Figure 2. Chromatographic evidence that plant and bacterial COG3236 proteins cleave the pyrimidine moiety from riboflavin biosynthesis intermediates 1 and 2

(A) Action of E. coli (Ec), N. punctiforme (Np), V. vulnificus (Vv), Arabidopsis (At), and maize (Zm) COG3236 proteins on intermediate 1 (black arrow). Reactions (50 μl) containing 3 mM intermediate 1 and 30 μg of protein were incubated for 1 h at 22°C and analyzed by HPLC with UV detection. Control reactions contained no enzyme. (B) Action of COG3236 proteins on intermediate 2 (grey arrow). Conditions were as in A except that substrate concentration was 2.4 mM and the amounts of protein (μg) were: Vv, 5; Ec and Np, 1; Zm 0.25; At, 0.1. The shoulder on the intermediate 2 peak is due to partial resolution of the two anomers [9]. (C) Elimination or reduction of activity of E. coli COG3236 by site-directed mutagenesis of four conserved residues. A reaction with wild type (WT) protein is shown for comparison. Conditions were as in A except that 100 μg of protein was used. (D,E) Fluorometric HPLC analysis of the diacetyl derivatives of, respectively, intermediates 1 and 2, of the products formed therefrom by E. coli or Arabidopsis COG3236, and of authentic 4-hydroxy-2,5,6-triaminopyrimidine (HTP) or 5,6-diaminouracil (DAU). Control reactions contained no enzyme.

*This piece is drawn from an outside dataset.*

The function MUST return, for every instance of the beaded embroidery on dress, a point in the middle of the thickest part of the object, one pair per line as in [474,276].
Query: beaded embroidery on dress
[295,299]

Figure 3. NMR analysis confirms that E. coli COG3236 cleaves the N-glycosidic bond of riboflavin intermediates 1 and 2

Aromatic (left) and ribose regions (right) are shown for reactions involving (A) intermediate 1 generated by RibA and (B) intermediate 2 generated by RibA plus RibD. The starting GTP is shown as reference at the bottom. Spectra were obtained using volumes of just 50 μl by incubating labeled GTP with COG3236 in the 1.5-mm NMR tubes. An exceptionally sensitive custom ¹³C-optimized NMR probe made from high temperature superconducting material [56] was utilized. The red overlay in the ribose region of ‘Intermediate 1 + COG3236’ is the ribose-5-phosphate spike of the same spectrum in black. Asterisks indicate the ribose-5-phosphate resonances that increased in the spike. Note that ribose-5-phosphate exists as a mixture of α and β anomers. Assignments of NMR spectra of unstable intermediates were made with calculated chemical shifts (Table S1).

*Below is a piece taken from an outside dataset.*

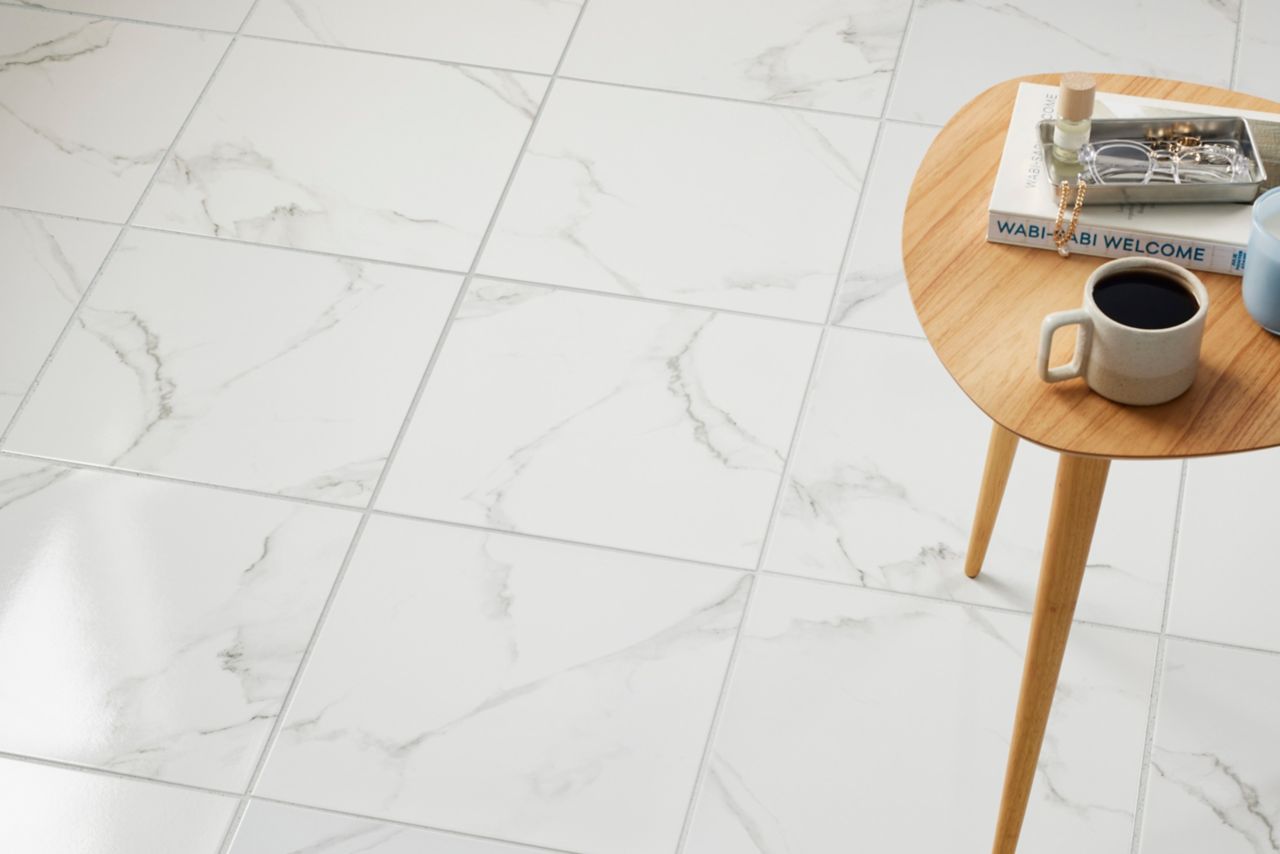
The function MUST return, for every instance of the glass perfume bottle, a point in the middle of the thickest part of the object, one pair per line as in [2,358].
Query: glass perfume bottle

Figure 4. Spontaneous breakdown chemistry of intermediates 1 and 2

(A) Hypothetical breakdown reactions of intermediates 1 and 2. 5AB, 5-aminobarbituric acid; AGEs, advanced glycation end products; DAU, diaminouracil; DHP, 2,5-diamino-4,6-dihydroxypyrimidine; HTP, 4-hydroxy-2,5,6-triaminopyrimidine; PRA, 5-phosphoribosylamine; R-5-P, ribose-5-phosphate. (B) Kinetics of the disappearance of the UV-absorbing HPLC peaks of intermediates 1 and 2. (C) Kinetics of NH₃ release from intermediates 1 (3 mM) and 2 (2.4 mM). (D) Freshly prepared ¹³C,¹⁵N-labeled intermediate 2 (2.4 mM) was incubated at 22°C in the NMR tube and ¹³C NMR spectra were acquired during successive 4-h periods. The first spectrum (blue) and last spectrum collected at 20 h (red) are shown at the top. The spectra from Figure 3 of intermediate 2 (middle) and intermediate 2 + COG3236 (bottom) are shown for comparison. The left portion is the aromatic region and the right portion is the ribose region. The arrows above the degradation spectra indicate resonances that decrease (↓) or increase (↑) over time. Spectral changes for intermediate 1 were similar but less marked.

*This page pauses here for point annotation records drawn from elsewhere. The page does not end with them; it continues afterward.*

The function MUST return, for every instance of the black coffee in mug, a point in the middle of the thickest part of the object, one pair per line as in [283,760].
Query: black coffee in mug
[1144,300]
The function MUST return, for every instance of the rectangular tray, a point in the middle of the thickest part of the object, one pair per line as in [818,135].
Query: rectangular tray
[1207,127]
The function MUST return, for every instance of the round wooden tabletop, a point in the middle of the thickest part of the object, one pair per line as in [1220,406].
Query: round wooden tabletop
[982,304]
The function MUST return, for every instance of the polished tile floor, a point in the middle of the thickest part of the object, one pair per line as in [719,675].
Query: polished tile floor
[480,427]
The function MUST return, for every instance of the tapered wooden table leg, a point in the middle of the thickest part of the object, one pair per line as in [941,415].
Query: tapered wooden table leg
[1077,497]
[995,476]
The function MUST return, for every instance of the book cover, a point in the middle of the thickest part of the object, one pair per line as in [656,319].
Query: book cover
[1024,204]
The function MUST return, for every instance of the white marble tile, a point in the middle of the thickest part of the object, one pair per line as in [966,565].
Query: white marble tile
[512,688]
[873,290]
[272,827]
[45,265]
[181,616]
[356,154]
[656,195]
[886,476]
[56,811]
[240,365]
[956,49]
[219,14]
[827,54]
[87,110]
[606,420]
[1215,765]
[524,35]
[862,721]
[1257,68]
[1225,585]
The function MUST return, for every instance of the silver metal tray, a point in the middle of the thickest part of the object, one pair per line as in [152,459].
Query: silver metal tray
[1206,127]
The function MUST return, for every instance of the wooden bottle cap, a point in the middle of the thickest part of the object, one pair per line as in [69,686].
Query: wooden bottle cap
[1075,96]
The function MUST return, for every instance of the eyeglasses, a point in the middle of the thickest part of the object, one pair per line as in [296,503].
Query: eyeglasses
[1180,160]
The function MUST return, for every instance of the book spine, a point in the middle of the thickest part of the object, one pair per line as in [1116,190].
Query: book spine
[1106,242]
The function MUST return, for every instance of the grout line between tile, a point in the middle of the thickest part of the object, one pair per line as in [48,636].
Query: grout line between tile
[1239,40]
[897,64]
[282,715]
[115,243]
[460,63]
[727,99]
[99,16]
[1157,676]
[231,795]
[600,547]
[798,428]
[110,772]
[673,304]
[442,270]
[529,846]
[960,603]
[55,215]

Figure 5. A model of COG3236 action in the riboflavin biosynthesis pathway

COG3236 proteins dispose of excess intermediates 1 and 2 by hydrolysis to ribose-5-phosphate and a pyrimidine. These are less damaging than compounds such as Maillard products and 5-phospho-ribosylamine (PRA) to which the intermediates could spontaneously break down. The pathway enzymes, and COG3236, form a multi-enzyme complex. HTP, 4-hydroxy-2,5,6-triaminopyrimidine; DAU, 5,6-diaminouracil.